Una se puso de rodillas junto a mí y me cogió de la barbilla para levantarme la cabeza.
—Ya hemos hablado de esto. ¿Crees que estás preparada?
Una siempre mira directamente a los ojos cuando habla con sus discípulos. Dice que es la forma más fácil de explorar su alma.
—Sí —contesté.
Una sonrió y asintió con su cabeza cana.
—Te estamos esperando.
Me dio una mano para levantarme, me desvistió y me puso la túnica azul que guardaba en mi mochila. Yo me limité a verlo a través del espejo, como una estatua de mármol. Puso una mano sobre mi hombro y bajamos al salón: todos iban ya de azul, todos estaban en silencio, todos se hacían a un lado mientras nos dirigíamos al centro de la sala. Busqué a Anna con la mirada, pero no la encontré.
—¡Hoy es un día grande para la Hermandad! —gritó Una mientras me ponía la otra mano sobre el hombro que me quedaba—. Han pasado muchos años desde su fundación. Tiempos de bonanza, de paz y de armonía con el universo.

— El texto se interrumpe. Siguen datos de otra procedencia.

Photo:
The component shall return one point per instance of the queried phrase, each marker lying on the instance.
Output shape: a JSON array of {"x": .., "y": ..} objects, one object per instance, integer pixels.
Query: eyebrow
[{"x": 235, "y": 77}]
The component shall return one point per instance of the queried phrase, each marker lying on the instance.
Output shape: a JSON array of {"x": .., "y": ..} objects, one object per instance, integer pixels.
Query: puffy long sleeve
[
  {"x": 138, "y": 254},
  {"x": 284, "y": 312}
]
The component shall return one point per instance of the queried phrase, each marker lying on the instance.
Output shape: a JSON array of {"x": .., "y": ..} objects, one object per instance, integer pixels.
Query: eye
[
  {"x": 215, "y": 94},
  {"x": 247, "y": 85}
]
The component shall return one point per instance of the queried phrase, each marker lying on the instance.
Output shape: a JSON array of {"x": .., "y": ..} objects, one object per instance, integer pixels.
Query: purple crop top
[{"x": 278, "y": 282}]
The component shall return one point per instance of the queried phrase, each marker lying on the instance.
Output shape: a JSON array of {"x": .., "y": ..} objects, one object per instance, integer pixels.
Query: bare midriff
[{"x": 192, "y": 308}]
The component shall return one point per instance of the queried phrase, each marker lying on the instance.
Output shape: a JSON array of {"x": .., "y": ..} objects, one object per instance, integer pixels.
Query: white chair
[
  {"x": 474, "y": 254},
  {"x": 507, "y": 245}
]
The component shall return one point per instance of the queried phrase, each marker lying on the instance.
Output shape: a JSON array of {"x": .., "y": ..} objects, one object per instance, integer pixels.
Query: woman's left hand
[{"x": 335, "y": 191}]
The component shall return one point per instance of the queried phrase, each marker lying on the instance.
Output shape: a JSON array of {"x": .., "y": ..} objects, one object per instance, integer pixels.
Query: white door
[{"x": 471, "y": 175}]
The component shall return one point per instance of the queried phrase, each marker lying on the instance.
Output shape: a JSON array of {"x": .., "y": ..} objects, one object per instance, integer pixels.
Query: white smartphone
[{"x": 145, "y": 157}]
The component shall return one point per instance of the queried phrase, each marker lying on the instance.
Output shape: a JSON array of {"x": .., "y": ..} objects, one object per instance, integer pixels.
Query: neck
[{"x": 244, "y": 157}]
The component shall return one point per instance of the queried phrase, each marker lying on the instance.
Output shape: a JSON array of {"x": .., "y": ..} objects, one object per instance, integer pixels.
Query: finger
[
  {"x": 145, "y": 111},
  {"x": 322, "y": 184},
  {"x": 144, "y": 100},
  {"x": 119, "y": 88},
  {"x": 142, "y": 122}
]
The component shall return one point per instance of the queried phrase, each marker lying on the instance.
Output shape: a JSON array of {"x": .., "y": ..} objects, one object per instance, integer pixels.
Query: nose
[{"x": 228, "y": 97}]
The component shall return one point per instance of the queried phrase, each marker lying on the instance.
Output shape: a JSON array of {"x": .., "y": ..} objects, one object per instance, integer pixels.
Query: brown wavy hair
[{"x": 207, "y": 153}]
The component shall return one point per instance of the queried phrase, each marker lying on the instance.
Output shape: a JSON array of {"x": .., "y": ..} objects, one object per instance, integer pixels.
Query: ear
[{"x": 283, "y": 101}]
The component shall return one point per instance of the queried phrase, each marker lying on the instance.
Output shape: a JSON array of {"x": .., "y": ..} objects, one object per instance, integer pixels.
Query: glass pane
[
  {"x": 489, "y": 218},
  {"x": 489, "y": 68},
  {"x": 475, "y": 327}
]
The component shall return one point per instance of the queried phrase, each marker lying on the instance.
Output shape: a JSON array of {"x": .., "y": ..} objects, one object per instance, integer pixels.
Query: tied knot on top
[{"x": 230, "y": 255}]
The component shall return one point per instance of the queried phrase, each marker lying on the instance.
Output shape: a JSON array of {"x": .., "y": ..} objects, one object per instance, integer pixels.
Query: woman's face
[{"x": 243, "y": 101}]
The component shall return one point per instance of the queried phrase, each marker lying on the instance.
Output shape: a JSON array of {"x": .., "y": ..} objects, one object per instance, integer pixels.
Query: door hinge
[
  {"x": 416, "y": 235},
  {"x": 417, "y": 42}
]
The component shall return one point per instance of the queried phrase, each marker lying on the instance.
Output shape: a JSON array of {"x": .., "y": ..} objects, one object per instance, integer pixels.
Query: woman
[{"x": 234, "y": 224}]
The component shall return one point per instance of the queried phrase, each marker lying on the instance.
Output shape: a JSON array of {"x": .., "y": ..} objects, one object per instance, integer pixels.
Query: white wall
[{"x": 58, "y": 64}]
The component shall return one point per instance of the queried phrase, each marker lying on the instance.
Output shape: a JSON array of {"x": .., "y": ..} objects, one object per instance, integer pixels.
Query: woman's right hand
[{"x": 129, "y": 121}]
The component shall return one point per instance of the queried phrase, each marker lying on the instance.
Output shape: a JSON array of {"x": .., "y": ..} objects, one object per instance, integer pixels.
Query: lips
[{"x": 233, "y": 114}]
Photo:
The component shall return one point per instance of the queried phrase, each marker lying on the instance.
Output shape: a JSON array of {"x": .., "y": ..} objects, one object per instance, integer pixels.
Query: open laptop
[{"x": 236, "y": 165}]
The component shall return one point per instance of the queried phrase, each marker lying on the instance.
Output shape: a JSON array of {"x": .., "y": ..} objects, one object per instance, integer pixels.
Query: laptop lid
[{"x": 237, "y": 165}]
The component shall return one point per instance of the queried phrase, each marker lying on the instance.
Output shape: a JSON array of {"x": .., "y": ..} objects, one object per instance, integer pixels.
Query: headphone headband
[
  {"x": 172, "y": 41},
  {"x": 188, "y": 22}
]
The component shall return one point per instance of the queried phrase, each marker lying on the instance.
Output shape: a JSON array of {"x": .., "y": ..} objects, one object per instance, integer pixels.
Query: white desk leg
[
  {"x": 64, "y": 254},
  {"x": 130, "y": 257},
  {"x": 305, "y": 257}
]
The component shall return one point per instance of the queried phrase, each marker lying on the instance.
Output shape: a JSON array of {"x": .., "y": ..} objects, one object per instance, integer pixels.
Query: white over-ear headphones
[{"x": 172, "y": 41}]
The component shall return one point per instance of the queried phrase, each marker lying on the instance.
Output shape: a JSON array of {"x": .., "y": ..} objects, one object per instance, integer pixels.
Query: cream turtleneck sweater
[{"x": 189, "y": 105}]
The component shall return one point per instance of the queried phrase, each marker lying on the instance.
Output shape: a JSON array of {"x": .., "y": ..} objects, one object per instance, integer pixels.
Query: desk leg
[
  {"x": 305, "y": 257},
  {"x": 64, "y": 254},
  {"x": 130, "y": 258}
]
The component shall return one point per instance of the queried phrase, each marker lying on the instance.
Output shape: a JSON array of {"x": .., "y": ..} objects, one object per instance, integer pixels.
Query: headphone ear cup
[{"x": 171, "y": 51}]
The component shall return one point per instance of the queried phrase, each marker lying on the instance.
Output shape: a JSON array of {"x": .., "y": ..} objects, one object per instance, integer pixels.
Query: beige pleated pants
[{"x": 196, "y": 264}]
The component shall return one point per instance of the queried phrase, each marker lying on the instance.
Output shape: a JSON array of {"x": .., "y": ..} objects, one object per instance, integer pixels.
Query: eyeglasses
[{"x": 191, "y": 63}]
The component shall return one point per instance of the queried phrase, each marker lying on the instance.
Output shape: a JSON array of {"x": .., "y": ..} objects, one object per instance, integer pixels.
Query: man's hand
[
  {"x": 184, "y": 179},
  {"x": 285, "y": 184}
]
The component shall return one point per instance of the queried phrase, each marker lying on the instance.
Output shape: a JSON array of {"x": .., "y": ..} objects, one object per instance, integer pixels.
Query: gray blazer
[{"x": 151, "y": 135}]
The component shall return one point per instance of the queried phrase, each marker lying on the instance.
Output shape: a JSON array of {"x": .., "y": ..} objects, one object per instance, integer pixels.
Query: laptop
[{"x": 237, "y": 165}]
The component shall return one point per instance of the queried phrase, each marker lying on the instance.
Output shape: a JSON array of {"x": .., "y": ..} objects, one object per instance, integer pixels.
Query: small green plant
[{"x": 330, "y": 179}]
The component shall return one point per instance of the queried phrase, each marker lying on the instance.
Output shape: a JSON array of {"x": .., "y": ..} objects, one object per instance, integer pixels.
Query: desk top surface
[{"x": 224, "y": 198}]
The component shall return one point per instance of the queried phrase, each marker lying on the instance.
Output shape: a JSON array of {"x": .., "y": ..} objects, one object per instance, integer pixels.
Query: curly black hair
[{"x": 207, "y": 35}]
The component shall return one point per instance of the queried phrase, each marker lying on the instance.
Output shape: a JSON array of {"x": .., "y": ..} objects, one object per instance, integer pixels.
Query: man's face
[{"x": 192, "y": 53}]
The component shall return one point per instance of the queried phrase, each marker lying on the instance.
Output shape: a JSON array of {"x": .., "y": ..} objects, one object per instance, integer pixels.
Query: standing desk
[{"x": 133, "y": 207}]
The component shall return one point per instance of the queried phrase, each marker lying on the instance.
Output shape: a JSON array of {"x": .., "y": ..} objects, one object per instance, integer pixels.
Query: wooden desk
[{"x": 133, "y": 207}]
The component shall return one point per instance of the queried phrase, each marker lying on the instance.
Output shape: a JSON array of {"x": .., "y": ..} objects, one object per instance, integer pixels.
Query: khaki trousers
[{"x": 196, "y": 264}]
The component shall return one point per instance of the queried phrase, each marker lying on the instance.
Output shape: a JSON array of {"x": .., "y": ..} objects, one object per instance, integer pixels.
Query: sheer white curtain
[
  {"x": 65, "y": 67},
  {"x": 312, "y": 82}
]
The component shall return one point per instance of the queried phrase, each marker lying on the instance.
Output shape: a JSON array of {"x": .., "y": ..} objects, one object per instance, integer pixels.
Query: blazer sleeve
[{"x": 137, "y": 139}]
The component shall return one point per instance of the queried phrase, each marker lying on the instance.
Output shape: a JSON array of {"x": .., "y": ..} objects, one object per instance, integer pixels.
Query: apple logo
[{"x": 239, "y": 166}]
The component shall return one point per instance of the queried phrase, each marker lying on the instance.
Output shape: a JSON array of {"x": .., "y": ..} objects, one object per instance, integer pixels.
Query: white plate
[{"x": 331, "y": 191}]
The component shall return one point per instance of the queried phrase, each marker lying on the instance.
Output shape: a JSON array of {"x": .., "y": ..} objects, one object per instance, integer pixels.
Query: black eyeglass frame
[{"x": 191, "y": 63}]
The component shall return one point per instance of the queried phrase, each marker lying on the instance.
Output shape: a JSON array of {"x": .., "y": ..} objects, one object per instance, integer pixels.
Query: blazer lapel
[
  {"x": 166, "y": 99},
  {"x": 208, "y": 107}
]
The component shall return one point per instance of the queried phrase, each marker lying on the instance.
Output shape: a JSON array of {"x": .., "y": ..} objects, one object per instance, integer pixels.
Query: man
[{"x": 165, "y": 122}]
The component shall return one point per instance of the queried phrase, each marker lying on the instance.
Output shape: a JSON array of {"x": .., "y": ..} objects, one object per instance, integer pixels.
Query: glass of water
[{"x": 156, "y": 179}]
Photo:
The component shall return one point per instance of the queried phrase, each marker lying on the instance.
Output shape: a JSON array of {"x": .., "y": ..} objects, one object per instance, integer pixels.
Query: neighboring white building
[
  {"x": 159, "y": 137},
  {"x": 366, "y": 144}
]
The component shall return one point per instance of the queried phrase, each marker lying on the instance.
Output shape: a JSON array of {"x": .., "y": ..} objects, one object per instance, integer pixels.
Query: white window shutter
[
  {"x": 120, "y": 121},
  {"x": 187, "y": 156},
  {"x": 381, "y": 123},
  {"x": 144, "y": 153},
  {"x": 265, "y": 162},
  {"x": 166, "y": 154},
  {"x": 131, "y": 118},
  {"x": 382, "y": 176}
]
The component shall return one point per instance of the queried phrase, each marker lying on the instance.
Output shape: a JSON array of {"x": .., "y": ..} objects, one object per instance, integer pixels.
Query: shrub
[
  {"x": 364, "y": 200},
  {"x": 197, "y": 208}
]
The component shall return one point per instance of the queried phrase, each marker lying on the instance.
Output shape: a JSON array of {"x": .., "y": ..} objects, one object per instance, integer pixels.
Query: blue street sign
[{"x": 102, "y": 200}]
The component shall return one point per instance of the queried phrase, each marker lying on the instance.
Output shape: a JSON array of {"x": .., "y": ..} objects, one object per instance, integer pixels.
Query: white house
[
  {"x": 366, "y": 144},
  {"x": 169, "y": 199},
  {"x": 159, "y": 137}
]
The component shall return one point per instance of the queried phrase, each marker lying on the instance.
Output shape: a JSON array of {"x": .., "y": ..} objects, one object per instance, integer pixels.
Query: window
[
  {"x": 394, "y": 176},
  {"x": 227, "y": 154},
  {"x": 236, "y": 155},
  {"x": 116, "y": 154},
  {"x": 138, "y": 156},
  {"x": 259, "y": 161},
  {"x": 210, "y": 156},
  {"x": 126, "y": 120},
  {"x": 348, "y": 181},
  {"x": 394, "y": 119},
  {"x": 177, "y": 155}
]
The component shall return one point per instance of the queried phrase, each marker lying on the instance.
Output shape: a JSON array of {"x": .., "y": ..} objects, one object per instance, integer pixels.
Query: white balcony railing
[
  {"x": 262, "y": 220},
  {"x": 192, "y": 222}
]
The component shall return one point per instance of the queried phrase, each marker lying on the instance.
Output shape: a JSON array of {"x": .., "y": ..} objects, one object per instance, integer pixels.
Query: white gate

>>Pero nada es eterno. Como sabréis, se acerca la edad oscura. El fin, hermanos, está cerca, y esta noche es el comienzo. Pero no debéis temer, sino festejar. Nuestra hermana se ha ofrecido a calmar y equilibrar a las fuerzas que gobiernan nuestro mundo, y dar ejemplo con su resurgimiento y reencarnación, al igual que a todo invierno sigue una primavera.
Dicho esto, me abrió la túnica y me desnudó. Anna se acercó por nuestra izquierda, con un cofre de madera en las manos. Lo abrió y se lo ofreció a Una.
—Estamos muy orgullosos —apenas me musitó, con una sonrisa de oreja a oreja.
Una sacó una daga de plata y me la puso bajo el cuello. Estaba congelada.
—¡Por la Hermandad! —gritó Una.
—¡Por la Hermandad! —respondió todo el salón.
—Por la Hermandad —murmuré, y cerré los ojos.